È destinata a divenire il manifesto delle vittime dell’immigrazione dell’America Centrale, la foto di un padre ed una figlia, morti annegati mentre provavano ad attraversare il confine. La foto è stata scattata sul fiume Rio Grande che separa il Messico dal Texas e ritrae un uomo salvadoregno, Oscar Alberto Ramirez, e la figlioletta Angie Valeria. L’immagine è straziante: i due corpi, trasportati dalla corrente  del fiume, sono riversi a faccia in giù nell’acqua e nel fango. Si vede la bimba, con indosso le sue scarpette, legata al padre da una maglietta, forse un espediente messo in atto dall’uomo per non separarsi dalla piccola. L’esile braccio della bambina è ancora attorno al collo del padre.

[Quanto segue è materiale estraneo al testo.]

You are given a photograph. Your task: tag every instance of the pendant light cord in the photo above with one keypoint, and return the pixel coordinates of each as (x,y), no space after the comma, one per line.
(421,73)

La tragedia si sarebbe verificata domenica scorsa, mentre i corpi sono stati rinvenuti solo il giorno successivo; le salme saranno restituite alla famiglia nei prossimi giorni. A seguito della vicenda è intervenuto il Ministro degli affari esteri di El Salvador il quale ha invitato, secondo quanto riportato dalla redazione dell’Ansa, a non rischiare la vita in questi disperati tentativi di raggiungere gli Stati Uniti. La campagna di sensibilizzazione ingaggiata dai più importanti media americani e dal web, però, pare non sia riuscita a suscitare alcuna reazione nel governo americano, il quale ha deciso di non proferire parola sull’accaduto. L’indignazione è arrivata soltanto dalla Camera a maggioranza democratica, la quale avrebbe deciso già da tempo di stanziare 4,5 miliardi di dollari da destinare alla crisi del confine, ma sui quali la Casa Bianca sarebbe già pronta ad apporre il proprio veto. Il massimo responsabile dell’agenzia federale, riporta l’Ansa, che gestisce i centri in cui vengono ospitati i minori di quelle famiglie che oltrepassano clandestinamente il confine, ha rassegnato le proprie dimissioni. L’atto è parso dovuto dopo che un gruppo di legali avrebbe reso note le condizioni di vita degradanti subite dai piccoli nel centro: carenza di cibo e cure mediche, neonati accuditi da altri minori. Purtroppo gli agenti federali americani hanno rinvenuto sulle frontiere altri quattro morti nei pressi del Rio Grande: una donna, due bambini ed un neonato. Il ritrovamento è avvenuto proprio dove Donald Trump ha voluto che si iniziassero le opere di costruzione del muro di confine. Probabilmente le quattro vittime sono decedute a seguito di disidratazione e per il troppo caldo.